Wednesday, May 12, 2010

surreal

Amongst the ladies of Sex and the City , Kim Cattrall and the character she portrays Samantha Jones are my favourites. Except probably for Miranda, I’m exhausted with all the Carrie and Charlotte storylines. Both Samantha and Kim have shown that the way to cool and happiness is not always about the picket fences and the little nippers. Damn those writers who gave Samantha the cancer and escape to LA to be with Smith as TV star plots. Okay, most guys call Samantha Jones slutty, because of her bed choices and prospects. While men who sleep around are called playboys (as Jeanette reminded me yesterday). Well, as I’ve beamed and beholded over the years, men and gossip-mongering women are obsessed with the good girls, the quiet type who sits by the corner, goes to church and reads the bible. But what lurks beneath the good girl images are the sharp tongues of judgments. They bite more than the figure-hugging sound bites.
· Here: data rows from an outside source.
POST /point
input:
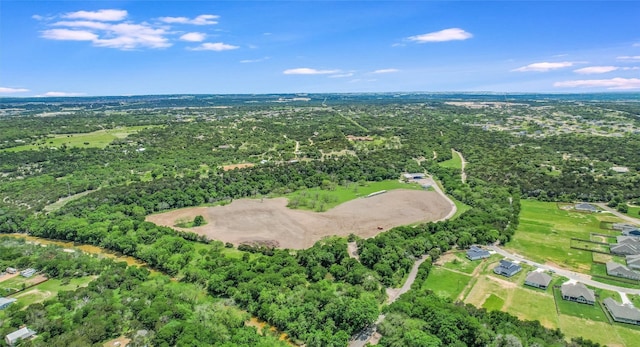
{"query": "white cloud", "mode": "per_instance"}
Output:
(246, 61)
(8, 90)
(203, 19)
(83, 24)
(613, 83)
(69, 35)
(100, 15)
(217, 46)
(631, 58)
(131, 36)
(308, 71)
(193, 37)
(452, 34)
(386, 71)
(595, 70)
(61, 94)
(544, 66)
(342, 75)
Anyhow, Kim Cattrall’s forays in the West End are wonderful gigs to all of us fans. Her latest, playing a role at least twenty years younger opposite an actor 18 years her junior is something only the beautiful and highly-talented Ms Cattrall could muster in such elegant fashion. Private Lives, a 1930s comedy of manners by Noel Coward, focuses on a divorced couple reigniting their passion while honeymooning in the same hotel with their new spouses. It’s a completely hilarious play replete with beautiful set decorations. Cattrall’s posh English accent is so credible that I was trying to recall her authentic speaking voice all throughout the hours I was glued in the stalls of Vaudeville Theater. But unlike the movies, where you can watch replays on the movie channels, being part of an audience in a play is like a surreal flash, absorb the performance and the moment, as this is it, the next night’s interpretation wouldn’t be the same ( if we have the money and the time).